Dlatego władza zmieniła ton. „Budżet nie jest z gumy” – przyznał premier. „Dajcie nam czas” – apeluje wicepremier Szydło. Strajk popieram, wynagrodzenie nauczycieli (nie tylko ich) woła o pomstę do nieba, ale czy poparcie jest wystarczające, by przechylić szalę na korzyść strajkujących? Żadna inna branża do strajku nie przystąpiła. Nie brak głosów, że nauczyciele wygrają tak czy owak, gdyż zdołali zwrócić uwagą społeczeństwa na sytuację w oświacie. Nie sądzę jednak, by strajkujący uznali każde rozwiązanie za zadowalające.

PiS wymyślił kolejne hasło: chcemy mieć płace jak na Zachodzie, a ceny jak na Wschodzie – mówią Kaczyński i Morawiecki. Trudno wymyślić większą głupotę, ale ci panowie dobrze wyczuwają nastroje i może „prosty lud to kupi”?

Za granicą trwają zaloty polsko-amerykańskie. Prezydent Andrzej Duda wybiera się w czerwcu do Stanów Zjednoczonych, gdzie może trafić do Białego Domu (tym razem może znaleźć się dla niego krzesło), by przypieczętować zwiększoną obecność militarną USA w Polsce. Jakie będą korzyści – wiadomo, jakie koszty finansowe i polityczne – to się dopiero okaże. Jak zareaguje Europa, Rosja, na ile solidnym i przewidywalnym partnerem jest Donald Trump?

Polska liczy na to, że prezydent USA weźmie udział w obchodach 80. rocznicy wybuchu II wojny światowej w Warszawie, Trump dobrze wspomina poprzednią wizytę. Jego obecność miałaby zachęcić do udziału przywódców innych państw, oczy świata byłyby zwrócone ku Warszawie, co w sumie byłoby przedwyborczym podarunkiem Zachodu dla rządu polskiego. Wtedy trudniej byłoby mówić, że na arenie międzynarodowej jest izolowana.

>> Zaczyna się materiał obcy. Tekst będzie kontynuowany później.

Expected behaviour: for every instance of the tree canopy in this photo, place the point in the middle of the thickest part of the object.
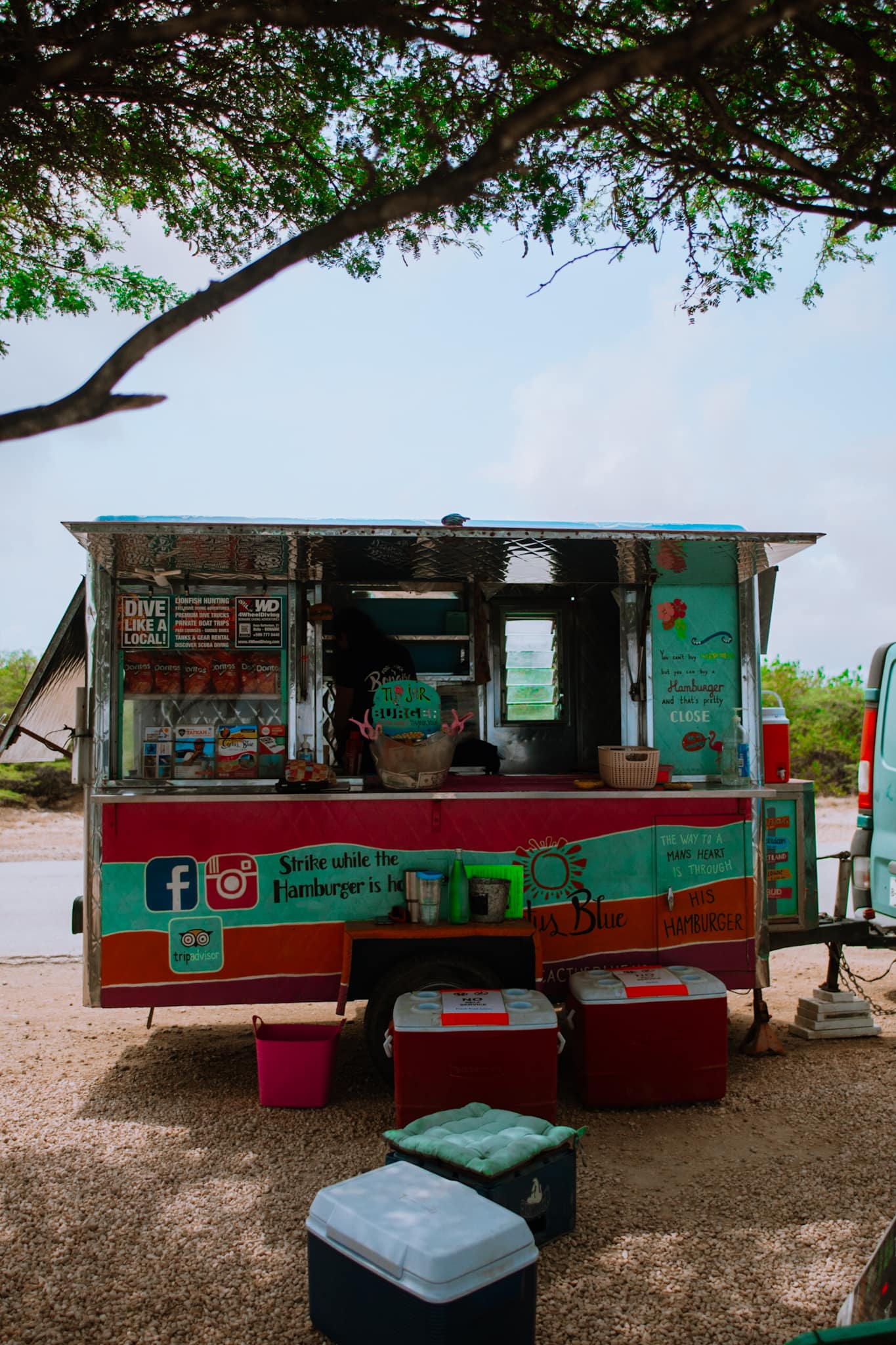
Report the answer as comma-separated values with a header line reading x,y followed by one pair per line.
x,y
264,135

Jak przyjedzie prezydent „Hameryki”, to prosty lud z radością to kupi. Wszak jeszcze niedawno Waszyngton beształ Warszawę za ograniczanie wolności słowa (zagrożenie TVN) czy ustawę o IPN. Teraz zamiast kary może być nagroda. Tak przynajmniej to odbiorą „straszni mieszczanie”.